Downtown Music Festival Causes Some Terminal Insanity

 

MIIKE SNOW AT TERMINAL 5 THIS WEEKEND. PHOTO BY ILANA KAPLAN

With an expectedly racy performance by Major Lazer, a hauntingly beautiful show by Miike Snow and an almost three-minute-long set by Santigold, there was no shortage of surprises at the Downtown Records Music Festival. The record label celebrated its fifth anniversary at Terminal 5 on Saturday, March 5, and colorful lasers, fog lights, and killer dance beats were all to be found in abundance.

Major Lazer (and a female dancer dressed as an officer of the law) got the crowd crazy, while Diplo managed to remix Ace of Base, Far East Movement, and Bob Marley seamlessly in one set. Major Lazer’s performance involved grinding with random girls from the audience on stage and crowd surfing. His performance with Santigold, “I’ll Make Ya,” was hyped up, but featured less than three minutes of Santigold the whole night through, much to the crowd’s disappointment.

This wasn’t the most extreme moment for Major Lazer on stage; he told Interview about a time when “Skerrit Bwoy slung a fire hose over a lighting tress in Sweden and swung over the crowd like Tarzan.
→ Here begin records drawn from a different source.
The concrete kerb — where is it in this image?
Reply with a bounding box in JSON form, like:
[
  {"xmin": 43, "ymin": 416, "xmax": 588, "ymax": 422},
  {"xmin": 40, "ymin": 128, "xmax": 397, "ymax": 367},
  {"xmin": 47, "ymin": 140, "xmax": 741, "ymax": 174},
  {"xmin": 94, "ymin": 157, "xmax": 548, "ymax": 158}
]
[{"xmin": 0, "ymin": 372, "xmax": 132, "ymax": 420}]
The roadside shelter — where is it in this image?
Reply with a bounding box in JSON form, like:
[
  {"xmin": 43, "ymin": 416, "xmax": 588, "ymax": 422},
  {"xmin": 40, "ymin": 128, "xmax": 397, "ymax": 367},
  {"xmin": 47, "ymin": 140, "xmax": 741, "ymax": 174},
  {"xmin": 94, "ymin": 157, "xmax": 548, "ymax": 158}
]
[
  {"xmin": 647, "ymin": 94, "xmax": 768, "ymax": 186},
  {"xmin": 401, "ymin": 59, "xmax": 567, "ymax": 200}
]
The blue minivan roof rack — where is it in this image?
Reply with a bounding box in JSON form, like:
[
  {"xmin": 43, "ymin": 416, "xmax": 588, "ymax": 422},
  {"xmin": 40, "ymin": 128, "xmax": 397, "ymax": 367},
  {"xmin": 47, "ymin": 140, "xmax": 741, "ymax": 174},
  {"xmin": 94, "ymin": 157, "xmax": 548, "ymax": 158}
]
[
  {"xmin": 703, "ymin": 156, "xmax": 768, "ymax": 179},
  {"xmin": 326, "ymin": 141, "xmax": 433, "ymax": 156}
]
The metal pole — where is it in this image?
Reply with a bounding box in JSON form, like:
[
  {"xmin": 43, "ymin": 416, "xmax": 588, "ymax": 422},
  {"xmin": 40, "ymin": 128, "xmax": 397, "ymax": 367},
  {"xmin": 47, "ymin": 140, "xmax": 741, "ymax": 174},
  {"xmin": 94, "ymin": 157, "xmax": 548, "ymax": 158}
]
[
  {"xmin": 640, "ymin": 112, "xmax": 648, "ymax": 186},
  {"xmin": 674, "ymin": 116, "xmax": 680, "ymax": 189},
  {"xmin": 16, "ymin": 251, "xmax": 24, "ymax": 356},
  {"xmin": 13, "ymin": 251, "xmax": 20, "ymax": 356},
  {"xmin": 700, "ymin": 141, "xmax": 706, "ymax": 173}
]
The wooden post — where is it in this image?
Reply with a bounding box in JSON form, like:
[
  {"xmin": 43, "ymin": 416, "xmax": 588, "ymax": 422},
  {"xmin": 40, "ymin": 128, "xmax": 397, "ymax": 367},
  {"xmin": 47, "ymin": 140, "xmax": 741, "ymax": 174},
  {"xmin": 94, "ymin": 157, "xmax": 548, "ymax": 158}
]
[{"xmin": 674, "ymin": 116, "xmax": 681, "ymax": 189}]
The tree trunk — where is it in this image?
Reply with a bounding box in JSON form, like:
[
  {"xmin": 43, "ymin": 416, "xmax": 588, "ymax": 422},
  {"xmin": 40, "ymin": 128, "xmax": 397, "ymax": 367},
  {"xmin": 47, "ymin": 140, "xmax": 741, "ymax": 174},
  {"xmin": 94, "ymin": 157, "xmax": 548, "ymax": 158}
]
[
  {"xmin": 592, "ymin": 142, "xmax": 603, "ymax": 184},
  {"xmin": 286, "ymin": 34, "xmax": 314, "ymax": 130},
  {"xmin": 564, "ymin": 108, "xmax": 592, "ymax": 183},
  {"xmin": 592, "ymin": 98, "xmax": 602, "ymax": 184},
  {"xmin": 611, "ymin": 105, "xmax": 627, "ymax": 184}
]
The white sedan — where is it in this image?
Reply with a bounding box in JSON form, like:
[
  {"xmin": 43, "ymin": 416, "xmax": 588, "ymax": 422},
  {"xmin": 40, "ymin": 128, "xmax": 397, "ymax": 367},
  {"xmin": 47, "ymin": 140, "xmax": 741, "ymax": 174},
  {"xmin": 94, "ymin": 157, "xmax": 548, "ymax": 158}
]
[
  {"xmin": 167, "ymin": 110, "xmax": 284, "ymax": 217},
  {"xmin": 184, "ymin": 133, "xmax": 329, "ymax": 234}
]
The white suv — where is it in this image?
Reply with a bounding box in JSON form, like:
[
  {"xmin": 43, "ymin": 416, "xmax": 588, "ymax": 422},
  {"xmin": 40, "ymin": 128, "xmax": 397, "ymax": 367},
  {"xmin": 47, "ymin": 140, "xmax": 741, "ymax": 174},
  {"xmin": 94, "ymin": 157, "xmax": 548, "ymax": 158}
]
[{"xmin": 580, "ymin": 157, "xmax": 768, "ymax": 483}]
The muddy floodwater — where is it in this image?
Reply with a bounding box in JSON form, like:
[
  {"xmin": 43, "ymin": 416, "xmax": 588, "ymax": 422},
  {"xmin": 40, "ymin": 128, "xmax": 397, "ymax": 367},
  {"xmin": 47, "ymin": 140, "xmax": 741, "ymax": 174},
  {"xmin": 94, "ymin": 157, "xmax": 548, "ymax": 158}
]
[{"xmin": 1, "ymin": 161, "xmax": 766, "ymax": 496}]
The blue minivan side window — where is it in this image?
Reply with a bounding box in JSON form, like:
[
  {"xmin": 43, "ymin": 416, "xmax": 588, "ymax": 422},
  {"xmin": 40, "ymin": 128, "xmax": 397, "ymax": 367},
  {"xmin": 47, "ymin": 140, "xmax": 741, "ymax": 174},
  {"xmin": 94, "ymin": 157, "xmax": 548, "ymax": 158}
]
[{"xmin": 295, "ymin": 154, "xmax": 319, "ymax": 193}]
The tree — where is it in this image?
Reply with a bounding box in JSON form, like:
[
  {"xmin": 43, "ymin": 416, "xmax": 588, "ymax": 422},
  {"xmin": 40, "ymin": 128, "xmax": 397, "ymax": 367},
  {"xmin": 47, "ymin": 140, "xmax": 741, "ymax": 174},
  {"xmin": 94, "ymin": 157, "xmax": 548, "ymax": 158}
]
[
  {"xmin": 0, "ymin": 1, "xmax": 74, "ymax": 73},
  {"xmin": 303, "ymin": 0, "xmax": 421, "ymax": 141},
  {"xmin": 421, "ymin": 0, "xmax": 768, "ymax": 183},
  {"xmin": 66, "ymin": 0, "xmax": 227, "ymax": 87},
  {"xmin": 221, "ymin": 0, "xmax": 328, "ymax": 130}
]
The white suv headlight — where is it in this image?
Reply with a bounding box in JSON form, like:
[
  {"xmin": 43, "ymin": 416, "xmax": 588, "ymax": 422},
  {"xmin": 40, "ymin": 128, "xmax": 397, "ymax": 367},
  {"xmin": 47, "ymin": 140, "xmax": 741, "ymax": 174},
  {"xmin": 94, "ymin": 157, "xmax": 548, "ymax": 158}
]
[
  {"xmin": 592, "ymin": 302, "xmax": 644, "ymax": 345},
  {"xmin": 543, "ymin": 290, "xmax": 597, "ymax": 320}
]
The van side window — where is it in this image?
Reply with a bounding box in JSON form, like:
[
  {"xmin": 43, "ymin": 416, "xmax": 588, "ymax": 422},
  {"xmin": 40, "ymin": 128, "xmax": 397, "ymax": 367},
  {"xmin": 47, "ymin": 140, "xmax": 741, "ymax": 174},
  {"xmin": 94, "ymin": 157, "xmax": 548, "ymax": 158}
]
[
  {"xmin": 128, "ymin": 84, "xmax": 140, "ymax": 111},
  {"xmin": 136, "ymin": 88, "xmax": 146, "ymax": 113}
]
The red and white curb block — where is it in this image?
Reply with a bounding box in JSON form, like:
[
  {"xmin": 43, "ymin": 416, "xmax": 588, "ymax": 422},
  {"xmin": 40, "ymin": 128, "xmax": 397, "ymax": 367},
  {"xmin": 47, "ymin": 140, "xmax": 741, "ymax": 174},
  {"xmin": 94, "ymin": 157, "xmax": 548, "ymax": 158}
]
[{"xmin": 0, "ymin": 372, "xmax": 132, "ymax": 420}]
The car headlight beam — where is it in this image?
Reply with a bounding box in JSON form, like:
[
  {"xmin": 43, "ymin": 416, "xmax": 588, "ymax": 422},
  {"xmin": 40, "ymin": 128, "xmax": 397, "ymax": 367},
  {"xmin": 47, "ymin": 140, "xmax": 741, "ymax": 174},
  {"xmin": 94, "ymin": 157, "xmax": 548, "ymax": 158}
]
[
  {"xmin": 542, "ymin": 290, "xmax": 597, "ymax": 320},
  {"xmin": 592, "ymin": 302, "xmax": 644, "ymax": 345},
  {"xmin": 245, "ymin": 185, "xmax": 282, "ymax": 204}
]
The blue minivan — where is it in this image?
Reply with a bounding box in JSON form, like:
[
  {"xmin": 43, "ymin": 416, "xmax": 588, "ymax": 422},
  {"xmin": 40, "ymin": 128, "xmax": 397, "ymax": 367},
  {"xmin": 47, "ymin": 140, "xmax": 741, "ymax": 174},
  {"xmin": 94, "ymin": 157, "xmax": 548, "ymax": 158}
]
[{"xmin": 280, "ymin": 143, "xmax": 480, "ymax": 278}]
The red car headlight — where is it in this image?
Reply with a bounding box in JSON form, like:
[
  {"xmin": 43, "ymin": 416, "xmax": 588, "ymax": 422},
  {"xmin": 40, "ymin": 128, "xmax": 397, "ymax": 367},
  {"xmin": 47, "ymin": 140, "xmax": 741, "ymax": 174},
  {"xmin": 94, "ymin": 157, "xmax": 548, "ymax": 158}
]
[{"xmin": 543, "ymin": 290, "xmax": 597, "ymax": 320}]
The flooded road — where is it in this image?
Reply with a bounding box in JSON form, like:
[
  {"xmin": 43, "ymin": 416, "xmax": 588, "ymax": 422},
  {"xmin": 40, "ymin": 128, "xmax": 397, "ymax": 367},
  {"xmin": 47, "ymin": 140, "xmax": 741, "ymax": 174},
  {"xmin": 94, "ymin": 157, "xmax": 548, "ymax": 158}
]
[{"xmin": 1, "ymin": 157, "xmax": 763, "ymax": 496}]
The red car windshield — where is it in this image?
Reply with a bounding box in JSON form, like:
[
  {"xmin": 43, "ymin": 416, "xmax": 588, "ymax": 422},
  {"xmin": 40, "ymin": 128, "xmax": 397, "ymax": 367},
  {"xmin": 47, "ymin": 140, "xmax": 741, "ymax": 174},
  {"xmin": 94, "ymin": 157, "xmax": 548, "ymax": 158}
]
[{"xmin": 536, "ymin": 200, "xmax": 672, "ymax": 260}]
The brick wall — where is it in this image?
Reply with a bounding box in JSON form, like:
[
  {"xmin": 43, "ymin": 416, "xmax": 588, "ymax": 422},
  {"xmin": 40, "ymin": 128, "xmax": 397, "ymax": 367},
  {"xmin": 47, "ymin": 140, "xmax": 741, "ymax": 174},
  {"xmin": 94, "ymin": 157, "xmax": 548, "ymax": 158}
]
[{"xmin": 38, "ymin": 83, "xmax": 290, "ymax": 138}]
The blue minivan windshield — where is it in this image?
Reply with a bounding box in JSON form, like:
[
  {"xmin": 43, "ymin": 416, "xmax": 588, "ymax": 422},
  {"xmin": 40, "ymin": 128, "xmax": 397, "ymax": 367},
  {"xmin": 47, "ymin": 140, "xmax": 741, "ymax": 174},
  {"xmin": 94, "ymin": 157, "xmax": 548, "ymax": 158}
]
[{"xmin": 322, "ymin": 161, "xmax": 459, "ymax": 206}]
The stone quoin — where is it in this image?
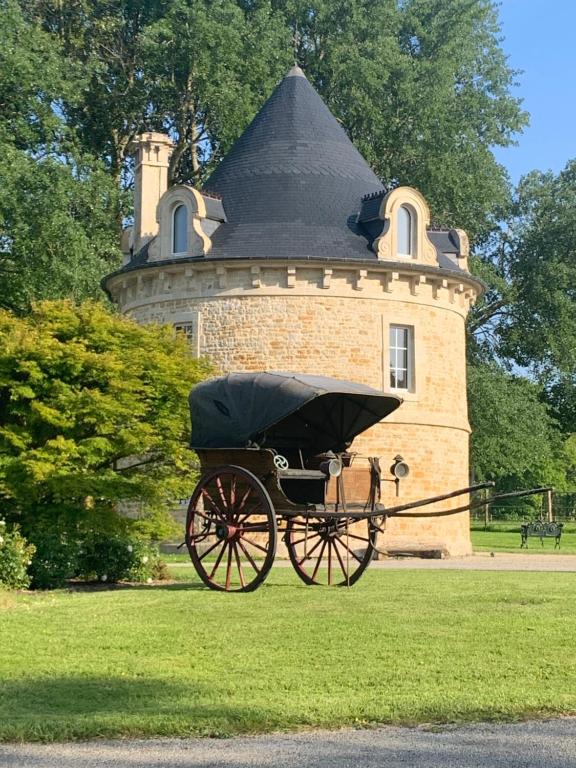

Then 30 girls rushed the stage, and he flew back into them like bowling pins.”

The show culminated in Miike Snow’s entrance, the band wearing silver masks and surrounded by a thick, white fog. A ten-minute long performance of “Silvia” with a guitar breakdown was one of the most memorable parts of the evening. The band ended the concert with an elongated version of “Animal.”

Caroline Kennedy might not be the celebrity you’d expect to run into at Terminal 5, but she was on hand for the festivities in her role as Vice Chair of the Fund for Public Schools (she also recently visited a local public school with Santigold to discuss the importance of music education). “We’re especially interested in reaching out to NYC public school alumni to get them involved,” Kennedy said. “So we’re really grateful to Downtown and their artists for getting the word out to their fans about the importance of literacy and of volunteering.”

The sold-out event was the culmination of work by Downtown Music and its joint venture partners RCRD LBL, Mad Decent, Fool’s Gold, Mercer Street and Dim Mak. A portion of the profits went to the New York Fund for Public Schools. Commemorative T-shirts by Rag & Bone and Helmut Lang were sold to benefit the FPS.